Readings: Neh 8:2-4a, 5-6, 8-10, Ps 19:8, 9, 10, 15, 1 Cor 12:12-14, 27, Lk 1:1-4; 4:14-21  

 

Yesterday, brothers and sisters, was the feast day of St. Vincent of Saragossa, and today we’re going to take advantage of our option to celebrate his memorial.  St. Vincent was born in the 3rd century and died in the year 304.  He was a deacon, an assistant to Bishop Valerius of Spain, who suffered under a speech impediment.  St. Vincent was his spokesman.  So, when Bishop Valerius was thrown in prison by the Roman governor Dacian during the Christian persecutions ordered by Emperor Diocletian, St. Vincent was taken in as well.

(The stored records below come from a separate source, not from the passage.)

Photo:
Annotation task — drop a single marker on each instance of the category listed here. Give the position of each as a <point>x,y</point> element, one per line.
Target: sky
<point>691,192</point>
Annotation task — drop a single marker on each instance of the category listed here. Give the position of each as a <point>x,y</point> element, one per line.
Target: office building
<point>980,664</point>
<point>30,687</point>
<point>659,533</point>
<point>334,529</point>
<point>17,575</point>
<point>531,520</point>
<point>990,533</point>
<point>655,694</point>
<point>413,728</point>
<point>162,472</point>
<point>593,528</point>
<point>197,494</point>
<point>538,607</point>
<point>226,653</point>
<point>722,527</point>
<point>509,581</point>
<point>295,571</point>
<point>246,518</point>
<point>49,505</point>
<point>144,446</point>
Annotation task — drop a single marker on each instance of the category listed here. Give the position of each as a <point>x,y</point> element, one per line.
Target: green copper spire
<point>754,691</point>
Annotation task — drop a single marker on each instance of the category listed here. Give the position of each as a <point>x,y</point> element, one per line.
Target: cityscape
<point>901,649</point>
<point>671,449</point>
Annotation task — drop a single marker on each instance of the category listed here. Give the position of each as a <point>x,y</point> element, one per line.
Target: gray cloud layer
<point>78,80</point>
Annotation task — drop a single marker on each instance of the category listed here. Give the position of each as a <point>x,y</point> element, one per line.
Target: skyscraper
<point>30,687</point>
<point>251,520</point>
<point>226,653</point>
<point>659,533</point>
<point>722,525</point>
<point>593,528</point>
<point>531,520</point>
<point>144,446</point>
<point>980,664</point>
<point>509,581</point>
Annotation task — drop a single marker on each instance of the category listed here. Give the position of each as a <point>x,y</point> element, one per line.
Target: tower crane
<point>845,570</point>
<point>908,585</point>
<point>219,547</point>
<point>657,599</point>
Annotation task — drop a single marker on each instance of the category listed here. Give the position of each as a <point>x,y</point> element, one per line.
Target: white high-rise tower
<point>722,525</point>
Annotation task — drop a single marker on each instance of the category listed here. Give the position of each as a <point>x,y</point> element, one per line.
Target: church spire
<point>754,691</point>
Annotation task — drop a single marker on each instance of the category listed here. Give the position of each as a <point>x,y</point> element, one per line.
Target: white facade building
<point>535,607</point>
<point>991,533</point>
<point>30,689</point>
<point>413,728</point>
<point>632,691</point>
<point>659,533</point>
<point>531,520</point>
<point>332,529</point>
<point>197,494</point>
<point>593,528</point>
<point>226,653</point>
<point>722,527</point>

Bishop Valerius was banished, but St. Vincent’s outspoken manner made him the subject of severe torture. His flesh was pierced with iron hooks, he was bound and roasted on a red-hot gridiron, and tossed into a prison cell whose floor was strewn with broken pottery.  His demeanor was so calm and unmoved in the face of his extreme suffering that when he died at peace his jailer repented of his sins and was converted to the Christian faith – an occurrence not uncommon in the lives of saints and martyrs by the way.

After his death his body was cast onto a muckheap and would’ve been devoured by vultures had it not been protected by ravens.  Dacian then ordered the body interred at sea, where it washed ashore and was taken by the faithful to be interred at Cape St. Vincent on the coast of Portugal which now bears his name.  A shrine was built on the spot, and ravens continued to protect his body, so much so that 800 years later, when Spain and Portugal were under Muslim rule, the place was referred to as Kanīsah al-Ghurāb or “The Church of the Raven.”

The raven, of course, is the dire black bird that leads the spirits of the departed toward the afterlife in the old pagan myths. But in Genesis the raven is the first bird Noah released to find dry land after the flood, and in the old art of Alchemy, the raven symbolized the first stage of development in the Great Work – the perfection of the soul in and the manufacture of the heal-all known as the Philosopher’s Stone.  The Savior himself references the raven in the Gospel of Luke 12:22-25.  Jesus said,  

“Therefore I say unto you, Be not anxious for your life, what ye shall eat; nor yet for your body, what ye shall put on. For the life is more than the food, and the body than the raiment. Consider the ravens, that they sow not, neither reap; which have no store-chamber nor barn; and God feedeth them: of how much more value are ye than the birds! And which of you by being anxious can add a cubit unto the measure of his life? If then ye are not able to do even that which is least, why are ye anxious concerning the rest?” Luke 12:22-25 American Standard Version

I assure you that Jesus Christ, the Word Made Flesh, the Author of Life, did not randomly select the raven – a bird that feeds on waste and carrion and symbolizes death – for use in his sermon. The raven reminds us that every breath may be our last, and if we live their lives steeped in this knowledge, we can live life to the fullest no matter how dark our lives become.  Perhaps we can even have the courage of St. Vincent of Saragossa.  Let, therefore, the knocks and rattles of the raven’s eerie call be as a proclamation to you. Fear not death. But rather take flight!